Le VBMR léger (Nexter)

La publication d’un projet de future Loi de Programmation Militaire (LPM) constitue toujours un événement, et semble de bon augure pour l’évolution des forces. Le processus de modernisation va pouvoir se poursuivre ; mais l’urgence est bel et bien là. Si l’on note quelques bonnes surprises, avec plusieurs rehaussements de cibles, il faut aussi considérer que ceux-ci étaient rendus indispensables par la prolongation de la durée de vie de matériels dont le remplacement a trop attendu.
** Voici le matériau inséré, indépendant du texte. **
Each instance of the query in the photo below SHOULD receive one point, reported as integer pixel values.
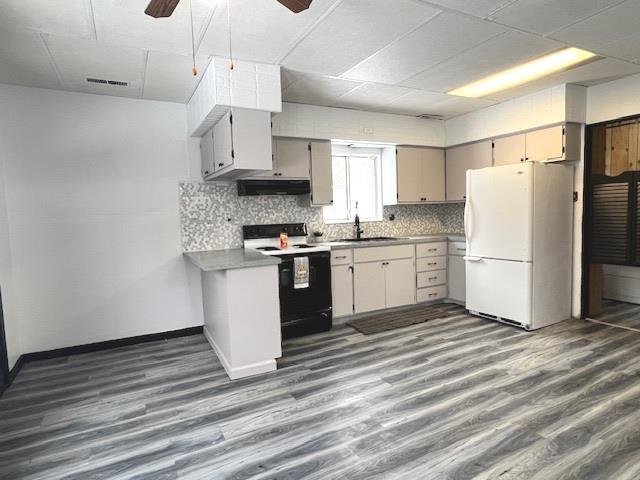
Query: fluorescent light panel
(527, 72)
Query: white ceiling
(399, 56)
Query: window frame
(349, 152)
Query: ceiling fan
(164, 8)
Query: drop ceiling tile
(354, 31)
(24, 60)
(372, 95)
(498, 53)
(417, 102)
(478, 8)
(443, 37)
(614, 24)
(123, 22)
(547, 16)
(261, 30)
(168, 76)
(287, 77)
(318, 90)
(627, 48)
(78, 59)
(59, 17)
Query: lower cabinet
(399, 286)
(383, 277)
(342, 290)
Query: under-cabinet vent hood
(273, 187)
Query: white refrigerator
(518, 226)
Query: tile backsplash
(212, 216)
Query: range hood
(273, 187)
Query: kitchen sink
(369, 239)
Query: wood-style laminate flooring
(620, 314)
(457, 398)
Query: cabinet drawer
(457, 248)
(428, 264)
(341, 257)
(374, 254)
(430, 279)
(434, 249)
(433, 293)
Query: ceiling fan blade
(296, 6)
(161, 8)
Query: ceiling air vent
(431, 116)
(107, 82)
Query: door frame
(587, 207)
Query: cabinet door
(545, 144)
(408, 165)
(321, 173)
(432, 181)
(456, 278)
(292, 158)
(251, 133)
(368, 287)
(459, 160)
(342, 290)
(509, 150)
(222, 143)
(400, 282)
(206, 154)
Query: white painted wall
(91, 189)
(608, 101)
(309, 121)
(12, 331)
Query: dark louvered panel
(610, 222)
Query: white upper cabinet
(413, 175)
(509, 150)
(292, 157)
(321, 173)
(239, 144)
(463, 158)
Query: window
(356, 181)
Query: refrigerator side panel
(552, 243)
(498, 212)
(499, 288)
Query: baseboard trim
(235, 373)
(95, 347)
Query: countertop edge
(230, 259)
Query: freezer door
(499, 288)
(499, 211)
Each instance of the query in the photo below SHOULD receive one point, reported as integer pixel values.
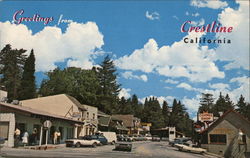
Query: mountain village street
(140, 149)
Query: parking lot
(140, 149)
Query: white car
(82, 141)
(190, 148)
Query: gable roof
(235, 119)
(104, 121)
(127, 119)
(61, 104)
(36, 112)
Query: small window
(218, 138)
(87, 115)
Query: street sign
(47, 124)
(205, 116)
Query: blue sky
(144, 40)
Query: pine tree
(109, 88)
(28, 85)
(11, 63)
(243, 107)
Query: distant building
(3, 95)
(111, 123)
(69, 107)
(132, 123)
(28, 119)
(228, 136)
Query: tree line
(223, 104)
(99, 87)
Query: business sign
(47, 124)
(205, 116)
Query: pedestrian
(58, 137)
(55, 137)
(34, 137)
(16, 137)
(25, 138)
Ce qui devait rester en service un peu plus longtemps ne le peut tout simplement plus, utilisation intensive oblige. Nous arrivons donc à la fin d’un cycle d’ajournements d’une durée de dix ans. À relire la presse spécialisée du début des années 2000, ce qui allait devenir l’EBRC Jaguar devait commencer ses essais… en 2008. La même année, le remplacement des ravitailleurs en vol C‑135FR était déjà vu comme urgent depuis 1999 et la guerre du Kosovo. Les exemples peuvent se multiplier. Il n’y a donc pas à braire de voir enfin le bout d’un tunnel capacitaire.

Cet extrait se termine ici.